Loss spikes and does not go down on LJ Speech

Daniil_Balenko · December 8, 2020, 8:51am

Hi,

I am trying to train tacotron from scratch, using LJ Speech and the config from current master.

Some time after scheduled r reduction from 7 to 5 after 50k steps, losses across the board spike and stay flat:

I’m not a machine learning expert, and would appreciate any help.

Daniil_Balenko · December 22, 2020, 9:15pm

Trying to bump the topic, as it did not get any attention.

@erogol was there an attempt to build a model from scratch with new additions since the last model was released?

Also, what set of hyperparameters should I use if I want to disable newly added behaviors, like spectral and ssim loss, but only use mixed precision training? I see that GA and stopnet loss weights were adjusted as well, and simply setting the former to 0 does not lead to model convergence.

erogol · December 22, 2020, 11:41pm

I am not sure what are good values for your specific problem but I suggest you to start from https://github.com/erogol/TTS_recipes and edit one of them for your dataset. I’d give you a good start.

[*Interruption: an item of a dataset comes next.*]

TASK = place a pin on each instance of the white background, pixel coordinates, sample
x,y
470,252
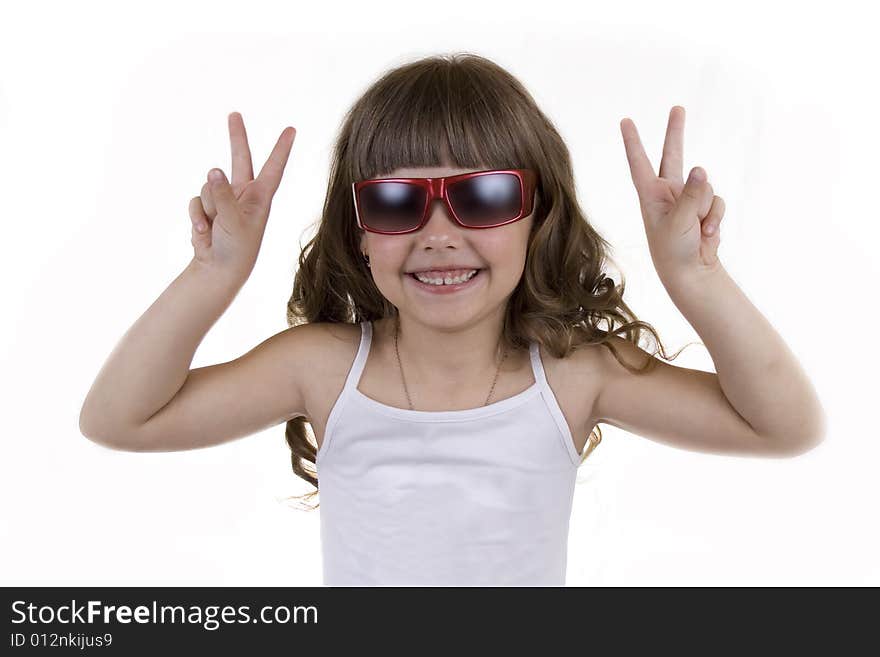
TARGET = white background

Daniil_Balenko · December 23, 2020, 12:04am

The graphs that I’ve provided and the dataset that I’m using for training now is vanilla LJSpeech.

My goal though is to fine-tune an LJSpeech model on my custom dataset. Mixed precision would help to get a batch size of 64 on my GTX 1070, but it was added only recently. Released model is trained on a much older revision, so I decided to re-train it on LJSpeech from scratch on the current master.

I was wondering if there were any newer experiments with LJSpeech that yielded good results, and if current config reflects that.

erogol · December 23, 2020, 10:54am

The best config is always with the latest model released. But depending on your technical level, I’d still suggest to start with the receipt.